I think Google is headed to breach the trust thermocline (warning: a twitter link). I think why these collapses seem sudden and so large in scale is because there's so much inertia. Services / products that have become the standard can go well below the line that would be accepted otherwise and that's why they don't see big changes in user base while the enshittification process goes on.. So, for them the point where a large portion of the user base is even willing to try alternatives is already way too far.. and no small corrections is going to cut it. They try to find out what they did in the last months to cause this exodus but the reality is that they've been worse than competitors for years.

[–] [email protected] 15 points 1 year ago* (last edited 1 year ago)
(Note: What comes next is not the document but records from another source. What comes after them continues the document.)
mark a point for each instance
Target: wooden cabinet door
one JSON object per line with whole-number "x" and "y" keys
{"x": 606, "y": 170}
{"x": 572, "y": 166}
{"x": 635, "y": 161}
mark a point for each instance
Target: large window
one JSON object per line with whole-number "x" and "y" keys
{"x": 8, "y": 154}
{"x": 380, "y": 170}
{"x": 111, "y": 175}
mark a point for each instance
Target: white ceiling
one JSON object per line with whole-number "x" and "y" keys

That tracks so much. The two big I social media paltforms I was involved in were Facebook and Reddit. My distrust in Facebook/Meta is so large, I'm willing to block any fediverse instance that federates with them. And Reddit's only chance to get me back would be to become a trust-managed nonprofit within at most a year (but only if that's how long it would take to implement if they started to go that way within the next few weeks).

[–] [email protected] 11 points 1 year ago* (last edited 1 year ago)

Apparently, that guy cross-posts to Mastodon.

[–] [email protected] 4 points 1 year ago

I've got the Nitter equivalent that works just as well. Well, until Muskrat breaks it again, lol.